Unlocking the Predictive Power of Relational Data with Automated Feature Engineering
2025-04-24 , Ferrum

Relational data can be a goldmine for classical Machine Learning applications — yet extracting useful features from multiple tables, time windows, and primary-foreign key relationships is notoriously difficult. In this code tutorial, we’ll use the H&M Fashion dataset to demonstrate how getML FastProp automates feature engineering for both classification (churn prediction) and regression (sales prediction) with minimal manual effort, outperforming both Relational Deep Learning and a skilled human data scientist according to the RelBench leaderboard.

This code tutorial is perfect for data scientists looking to leverage their relational and time-series data data effectively for any kind of predictive analytics applications.


This tutorial tackles a common pain point in data science – extracting useful features from relational data spread across multiple interconnected tables. Manually crafting these features is often tedious, error-prone, and heavily reliant on domain expertise.

Why is this important? Relational data powers industries from e-commerce and healthcare to finance. Yet, building predictive models on such datasets often involves laborious feature engineering. getML FastProp – the fastest open-source algorithm for automated feature engineering – streamlines this process, helping data scientists move faster and build better models.

In this hands-on tutorial, we’ll work through two tasks from Stanford’s Relational Learning Benchmark (RelBench) using the H&M Fashion dataset: 1) Predict customer churn with a classification model, 2) Forecast item sales using regression model.

We’ll walk through the code and concepts needed to solve these tasks with getML FastProp, achieving state-of-the-art performance and outperforming both Relational Deep Learning models and an experienced human data scientist.

By the end of this tutorial, you'll learn how to:
- Understand relational learning – Grasp the core challenges and concepts of working with multi-table datasets.
- Reproduce results – Run the provided notebooks and code to reproduce the results at your own pace.
- Automate feature engineering – Use getML’s FastProp to extract features directly from relational data.
- Build and optimize getML pipelines – Develop pipelines for both classification and regression tasks.
- Integrate into MLOps workflows – Leverage getML alongside LightGBM and Optuna.

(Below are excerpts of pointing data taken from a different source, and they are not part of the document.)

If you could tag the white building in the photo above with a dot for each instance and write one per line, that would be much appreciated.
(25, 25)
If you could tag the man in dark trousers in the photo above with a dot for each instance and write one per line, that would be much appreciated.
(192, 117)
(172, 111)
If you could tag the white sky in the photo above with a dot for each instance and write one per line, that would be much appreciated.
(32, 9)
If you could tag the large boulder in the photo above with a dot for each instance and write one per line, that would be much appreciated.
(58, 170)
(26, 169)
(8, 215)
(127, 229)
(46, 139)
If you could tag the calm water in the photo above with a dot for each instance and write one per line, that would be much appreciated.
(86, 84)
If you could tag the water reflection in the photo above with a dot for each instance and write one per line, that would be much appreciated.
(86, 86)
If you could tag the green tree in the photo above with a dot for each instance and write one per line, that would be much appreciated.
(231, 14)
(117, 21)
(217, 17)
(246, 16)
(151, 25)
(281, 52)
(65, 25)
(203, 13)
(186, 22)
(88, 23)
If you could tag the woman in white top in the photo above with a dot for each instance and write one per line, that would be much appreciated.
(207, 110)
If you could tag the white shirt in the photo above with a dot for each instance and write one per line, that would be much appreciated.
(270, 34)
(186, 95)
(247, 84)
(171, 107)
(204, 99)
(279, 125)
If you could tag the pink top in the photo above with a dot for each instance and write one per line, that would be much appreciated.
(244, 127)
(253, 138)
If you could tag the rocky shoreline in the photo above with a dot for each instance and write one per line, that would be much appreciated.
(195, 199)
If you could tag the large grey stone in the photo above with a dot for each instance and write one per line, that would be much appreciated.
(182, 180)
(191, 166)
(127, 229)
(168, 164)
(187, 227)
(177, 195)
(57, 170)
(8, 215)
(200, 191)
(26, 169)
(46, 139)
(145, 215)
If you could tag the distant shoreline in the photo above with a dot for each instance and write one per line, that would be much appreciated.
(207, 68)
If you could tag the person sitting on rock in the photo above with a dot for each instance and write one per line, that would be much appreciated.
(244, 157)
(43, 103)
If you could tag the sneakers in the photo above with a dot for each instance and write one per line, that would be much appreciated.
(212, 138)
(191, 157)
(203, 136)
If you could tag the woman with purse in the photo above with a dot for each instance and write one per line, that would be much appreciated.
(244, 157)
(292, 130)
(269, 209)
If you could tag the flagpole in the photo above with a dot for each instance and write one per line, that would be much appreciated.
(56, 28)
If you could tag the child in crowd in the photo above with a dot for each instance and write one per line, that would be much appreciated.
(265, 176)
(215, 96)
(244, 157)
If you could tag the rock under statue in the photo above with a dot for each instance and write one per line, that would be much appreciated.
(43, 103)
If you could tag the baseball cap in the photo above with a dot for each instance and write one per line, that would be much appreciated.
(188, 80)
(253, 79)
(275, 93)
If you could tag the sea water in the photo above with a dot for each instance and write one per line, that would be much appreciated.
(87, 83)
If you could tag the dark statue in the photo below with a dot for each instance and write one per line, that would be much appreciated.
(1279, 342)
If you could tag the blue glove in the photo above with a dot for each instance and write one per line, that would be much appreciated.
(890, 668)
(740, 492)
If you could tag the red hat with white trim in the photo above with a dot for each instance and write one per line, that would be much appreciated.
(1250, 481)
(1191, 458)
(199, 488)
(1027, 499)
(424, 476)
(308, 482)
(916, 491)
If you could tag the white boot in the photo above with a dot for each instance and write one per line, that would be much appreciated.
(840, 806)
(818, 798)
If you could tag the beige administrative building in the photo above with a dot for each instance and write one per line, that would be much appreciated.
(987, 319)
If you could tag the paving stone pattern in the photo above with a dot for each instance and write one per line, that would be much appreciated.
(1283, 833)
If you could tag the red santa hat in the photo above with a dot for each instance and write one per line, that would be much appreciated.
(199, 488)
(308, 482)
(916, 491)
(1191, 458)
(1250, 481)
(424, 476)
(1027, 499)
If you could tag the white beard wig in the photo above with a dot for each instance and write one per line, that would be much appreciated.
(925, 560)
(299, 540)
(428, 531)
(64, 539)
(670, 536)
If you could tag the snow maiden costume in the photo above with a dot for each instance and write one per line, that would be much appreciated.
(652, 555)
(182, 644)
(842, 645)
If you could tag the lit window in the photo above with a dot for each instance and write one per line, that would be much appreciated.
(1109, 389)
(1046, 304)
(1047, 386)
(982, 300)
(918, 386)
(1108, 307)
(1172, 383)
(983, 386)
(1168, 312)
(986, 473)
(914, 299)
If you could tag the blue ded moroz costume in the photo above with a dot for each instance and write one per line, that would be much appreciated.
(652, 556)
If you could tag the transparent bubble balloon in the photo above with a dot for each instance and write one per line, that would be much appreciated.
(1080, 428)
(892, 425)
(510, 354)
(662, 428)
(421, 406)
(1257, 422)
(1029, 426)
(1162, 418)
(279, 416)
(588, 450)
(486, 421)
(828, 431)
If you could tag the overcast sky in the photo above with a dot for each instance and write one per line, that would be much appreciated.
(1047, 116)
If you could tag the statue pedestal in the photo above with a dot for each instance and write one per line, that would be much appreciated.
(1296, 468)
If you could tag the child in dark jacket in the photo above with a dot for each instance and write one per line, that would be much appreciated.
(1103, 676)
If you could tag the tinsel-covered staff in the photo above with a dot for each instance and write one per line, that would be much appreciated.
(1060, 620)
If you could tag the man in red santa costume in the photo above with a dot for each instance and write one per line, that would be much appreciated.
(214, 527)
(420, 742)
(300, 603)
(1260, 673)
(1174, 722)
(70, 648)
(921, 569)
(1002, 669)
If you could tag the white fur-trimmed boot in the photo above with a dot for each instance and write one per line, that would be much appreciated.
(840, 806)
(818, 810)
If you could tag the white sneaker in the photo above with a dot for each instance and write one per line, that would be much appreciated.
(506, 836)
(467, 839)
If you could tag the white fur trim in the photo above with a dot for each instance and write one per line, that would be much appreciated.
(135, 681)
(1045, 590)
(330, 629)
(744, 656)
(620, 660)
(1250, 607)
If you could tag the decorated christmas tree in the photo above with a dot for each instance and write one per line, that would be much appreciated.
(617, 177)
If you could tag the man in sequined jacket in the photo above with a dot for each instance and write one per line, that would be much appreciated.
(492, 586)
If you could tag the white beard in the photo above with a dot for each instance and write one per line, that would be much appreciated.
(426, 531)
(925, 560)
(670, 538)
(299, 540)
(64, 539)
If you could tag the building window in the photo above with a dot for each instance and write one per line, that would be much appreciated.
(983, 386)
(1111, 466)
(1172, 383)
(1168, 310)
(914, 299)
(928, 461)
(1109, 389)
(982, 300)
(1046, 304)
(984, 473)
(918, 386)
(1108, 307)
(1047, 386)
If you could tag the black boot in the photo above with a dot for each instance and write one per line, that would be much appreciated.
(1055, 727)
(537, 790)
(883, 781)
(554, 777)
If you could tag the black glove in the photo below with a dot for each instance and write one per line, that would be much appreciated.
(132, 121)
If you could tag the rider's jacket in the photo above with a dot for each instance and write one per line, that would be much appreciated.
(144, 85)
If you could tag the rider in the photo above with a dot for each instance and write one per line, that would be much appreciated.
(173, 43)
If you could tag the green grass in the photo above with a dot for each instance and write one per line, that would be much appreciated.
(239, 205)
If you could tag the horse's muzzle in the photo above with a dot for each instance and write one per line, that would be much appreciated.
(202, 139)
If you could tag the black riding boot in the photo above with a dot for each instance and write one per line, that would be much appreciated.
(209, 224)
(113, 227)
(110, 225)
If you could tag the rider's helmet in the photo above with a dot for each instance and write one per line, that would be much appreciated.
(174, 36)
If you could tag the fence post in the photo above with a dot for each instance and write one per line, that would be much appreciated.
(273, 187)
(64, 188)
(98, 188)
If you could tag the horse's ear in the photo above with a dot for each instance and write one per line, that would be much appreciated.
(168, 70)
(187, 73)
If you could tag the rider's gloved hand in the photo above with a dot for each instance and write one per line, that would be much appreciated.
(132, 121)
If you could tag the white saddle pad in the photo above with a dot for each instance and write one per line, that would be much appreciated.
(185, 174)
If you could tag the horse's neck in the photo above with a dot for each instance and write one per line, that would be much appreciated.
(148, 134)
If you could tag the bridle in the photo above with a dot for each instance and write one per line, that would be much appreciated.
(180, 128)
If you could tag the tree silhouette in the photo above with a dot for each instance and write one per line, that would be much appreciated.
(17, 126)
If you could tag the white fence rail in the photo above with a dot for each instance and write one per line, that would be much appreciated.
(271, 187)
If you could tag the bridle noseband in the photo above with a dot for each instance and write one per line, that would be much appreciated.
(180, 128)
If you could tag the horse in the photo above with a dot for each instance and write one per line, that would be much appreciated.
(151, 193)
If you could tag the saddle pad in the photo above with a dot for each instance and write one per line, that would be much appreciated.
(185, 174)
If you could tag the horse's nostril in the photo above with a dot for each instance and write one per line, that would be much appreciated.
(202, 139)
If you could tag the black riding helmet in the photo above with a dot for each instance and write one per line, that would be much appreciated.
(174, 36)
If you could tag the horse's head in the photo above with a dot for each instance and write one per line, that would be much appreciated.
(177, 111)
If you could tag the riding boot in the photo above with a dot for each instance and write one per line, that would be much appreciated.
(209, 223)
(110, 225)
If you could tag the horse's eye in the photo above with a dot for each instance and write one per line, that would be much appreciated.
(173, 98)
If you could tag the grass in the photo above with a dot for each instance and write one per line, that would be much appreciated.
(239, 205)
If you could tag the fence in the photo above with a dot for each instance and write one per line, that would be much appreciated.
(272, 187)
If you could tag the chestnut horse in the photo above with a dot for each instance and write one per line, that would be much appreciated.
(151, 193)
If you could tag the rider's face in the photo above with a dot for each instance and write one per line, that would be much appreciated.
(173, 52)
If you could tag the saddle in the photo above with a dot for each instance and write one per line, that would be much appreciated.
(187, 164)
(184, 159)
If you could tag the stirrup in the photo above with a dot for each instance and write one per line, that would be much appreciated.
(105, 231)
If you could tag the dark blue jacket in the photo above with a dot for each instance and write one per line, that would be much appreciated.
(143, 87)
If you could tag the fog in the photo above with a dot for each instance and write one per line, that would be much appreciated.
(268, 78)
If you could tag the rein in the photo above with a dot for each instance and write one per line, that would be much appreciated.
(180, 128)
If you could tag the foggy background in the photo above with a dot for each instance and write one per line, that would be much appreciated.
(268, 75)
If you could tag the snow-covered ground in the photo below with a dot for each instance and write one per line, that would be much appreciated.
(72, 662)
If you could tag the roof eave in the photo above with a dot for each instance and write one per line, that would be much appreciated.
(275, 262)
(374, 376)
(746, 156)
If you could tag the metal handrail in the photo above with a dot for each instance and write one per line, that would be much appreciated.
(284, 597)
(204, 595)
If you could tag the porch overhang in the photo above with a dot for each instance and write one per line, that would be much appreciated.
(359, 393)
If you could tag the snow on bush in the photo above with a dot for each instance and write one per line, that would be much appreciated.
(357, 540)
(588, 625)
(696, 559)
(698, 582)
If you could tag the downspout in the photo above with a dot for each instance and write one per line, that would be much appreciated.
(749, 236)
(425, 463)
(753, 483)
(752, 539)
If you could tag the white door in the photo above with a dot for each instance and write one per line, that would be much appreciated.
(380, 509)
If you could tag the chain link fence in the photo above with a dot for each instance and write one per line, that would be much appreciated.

This tutorial provides a practical, reproducible framework for working with relational and time-series data, applicable across industries and domains.


Expected audience expertise: Domain:

Intermediate

Expected audience expertise: Python:

Intermediate

Public link to supporting material, e.g. videos, Github, etc.:

https://github.com/getml/getml-relbench

Alexander Uhlig is the CEO of Code17, the company behind getML. With a background in Physics, he leads the development of getML and has worked hands-on with data teams to build prediction models across various domains, including healthcare, trading, and e-commerce.